Her career in nursing began at the former Saranac Lake General Hospital, where she worked in many departments, mostly specializing in critical care.
Sahe will care for patients with non-healing wounds and those receiving hyperbaric treatment at the Wound Center, located off Old Lake Colby Road behind Adirondack Medical Center. For the past nine years, she has provided wound and ostomy care in an outpatient setting at CVPH Medical Center in Plattsburgh.
ECH installs new CT scanner
ELIZABETHTOWN — Elizabethtown Community Hospital has installed a new CT scanner to enhance the level of service it offers.
The 64-slice Philips Ingenuity CT scanner, installed in early November, provides more detailed images quickly with less radiation exposure for patients.
CT, or computed tomography, combines X-rays and computers to produce detailed, cross-sectional images of internal structures of the body, helping physicians diagnose disease and assess traumatic injury.
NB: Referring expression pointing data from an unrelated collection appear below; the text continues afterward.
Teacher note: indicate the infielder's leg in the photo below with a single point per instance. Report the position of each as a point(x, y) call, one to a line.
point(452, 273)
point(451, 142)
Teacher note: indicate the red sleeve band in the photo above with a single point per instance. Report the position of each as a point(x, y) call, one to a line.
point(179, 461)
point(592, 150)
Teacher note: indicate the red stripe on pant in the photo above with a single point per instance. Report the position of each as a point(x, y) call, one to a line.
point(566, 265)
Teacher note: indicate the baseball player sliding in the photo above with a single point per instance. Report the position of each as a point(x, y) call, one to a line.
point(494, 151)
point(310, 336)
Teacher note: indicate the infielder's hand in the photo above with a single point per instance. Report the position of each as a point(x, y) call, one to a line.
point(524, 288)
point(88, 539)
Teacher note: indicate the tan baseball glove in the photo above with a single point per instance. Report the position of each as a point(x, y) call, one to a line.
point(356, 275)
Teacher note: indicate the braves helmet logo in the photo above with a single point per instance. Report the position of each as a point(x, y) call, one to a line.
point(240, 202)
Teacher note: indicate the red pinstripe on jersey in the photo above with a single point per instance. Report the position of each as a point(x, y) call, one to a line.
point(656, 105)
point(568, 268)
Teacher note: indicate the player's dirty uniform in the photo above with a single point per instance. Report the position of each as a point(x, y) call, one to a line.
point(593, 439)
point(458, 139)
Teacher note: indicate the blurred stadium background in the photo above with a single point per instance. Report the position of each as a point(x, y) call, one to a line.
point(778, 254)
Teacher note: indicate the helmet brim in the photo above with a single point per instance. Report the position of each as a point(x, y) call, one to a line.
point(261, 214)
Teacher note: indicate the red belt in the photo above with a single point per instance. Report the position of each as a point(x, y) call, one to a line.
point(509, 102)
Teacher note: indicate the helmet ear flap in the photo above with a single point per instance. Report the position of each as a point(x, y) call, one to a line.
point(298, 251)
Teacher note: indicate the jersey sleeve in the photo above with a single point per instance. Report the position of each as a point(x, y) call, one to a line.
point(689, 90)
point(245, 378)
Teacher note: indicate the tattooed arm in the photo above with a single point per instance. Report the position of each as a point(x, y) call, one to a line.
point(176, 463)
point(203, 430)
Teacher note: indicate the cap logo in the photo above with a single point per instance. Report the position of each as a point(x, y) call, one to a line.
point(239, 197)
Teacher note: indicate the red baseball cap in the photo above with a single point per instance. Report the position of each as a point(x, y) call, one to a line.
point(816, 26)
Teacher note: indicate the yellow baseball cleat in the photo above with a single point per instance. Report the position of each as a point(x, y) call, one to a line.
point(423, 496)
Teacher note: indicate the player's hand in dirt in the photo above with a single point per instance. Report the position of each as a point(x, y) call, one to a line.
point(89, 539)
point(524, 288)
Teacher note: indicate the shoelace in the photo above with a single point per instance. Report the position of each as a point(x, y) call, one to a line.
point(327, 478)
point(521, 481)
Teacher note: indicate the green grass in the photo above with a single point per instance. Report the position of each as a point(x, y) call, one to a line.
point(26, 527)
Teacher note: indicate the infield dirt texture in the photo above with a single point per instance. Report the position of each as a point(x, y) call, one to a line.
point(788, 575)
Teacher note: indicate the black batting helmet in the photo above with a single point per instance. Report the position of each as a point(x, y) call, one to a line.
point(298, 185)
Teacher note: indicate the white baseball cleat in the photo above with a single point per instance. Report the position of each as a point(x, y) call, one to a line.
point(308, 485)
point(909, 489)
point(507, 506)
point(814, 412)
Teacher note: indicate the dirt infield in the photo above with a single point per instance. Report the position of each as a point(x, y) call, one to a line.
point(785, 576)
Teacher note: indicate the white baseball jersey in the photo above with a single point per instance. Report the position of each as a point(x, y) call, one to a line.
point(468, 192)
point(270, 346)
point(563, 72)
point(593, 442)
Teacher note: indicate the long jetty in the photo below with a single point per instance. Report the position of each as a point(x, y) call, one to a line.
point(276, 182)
According to Rob DeMuro, medical director at ECH, the new CT unit uses 40 to 80 percent less radiation, a feature that also supports the efforts of ECH to decrease the amount of patient exposure to radiation through CT scans.
“Physicians are becoming increasingly concerned about the risk of radiation overexposure and are carefully considering benefits and risks as they request CT scans,” DeMuro said. “It’s important to ensure that the CT scan is as safe as possible. This CT unit is one of the most technologically advanced on the market.”
The unit can accommodate both larger patients and small children.